My first goal will be to get the client to actually start up, i.e. get past the loading screen and also stay there, so the implementation needs to perform the initial handshake and heartbeating as well. Even though I split the gateway into its own binary, I'm still using warp, because it already supports Websockets and my target/ folder is already ~2,7 GiB large. Accepting Websocket connection is fairly simple and from the initial request we can already see that the official client uses ETF for gateway encoding. You knew that already, because I told you two paragraphs ago, but for me this was new.
This is also kind of a problem, because while Rust does have a crate to encode and decode ETF, the serde module for it is pretty outdated. No matter, I'll just update it myself. Discord has some specific requirements to its ETF messages, like encoding strings as byte arrays, but these are easily implemented.
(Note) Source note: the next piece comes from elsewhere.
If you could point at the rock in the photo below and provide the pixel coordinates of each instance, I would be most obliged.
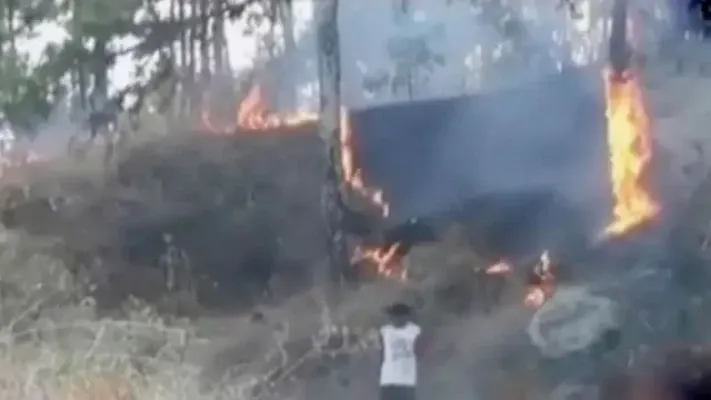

The hard part in receiving messages from the client is creating a Rust struct or rather an enum out of them. While I do have serde to assist me, I still have to tell it which enum variant to deserialise. Luckily twilight, which I'm already using for a part of Discord's models, already has a deserializer that does exactly that. I just have to adapt it to also work with ETF, because the original version is JSON-only.
Sending the first HELLO payload is fairly easy. It only has one field, the heartbeat interval, and is already defined in twilight. Parsing the IDENTIFY is a bit more complicated. The one that bots have to send and that is documented is quite different from what the official client sends. For example it also includes information about the user-agent and client build, while omitting the intents field. You can find the exact structure here. I don't really need any of the information in this message, but for shits and giggles I'll parse it anyways, which is also useful for the future, when we have to distinguish between IDENTIFY and RESUME payloads.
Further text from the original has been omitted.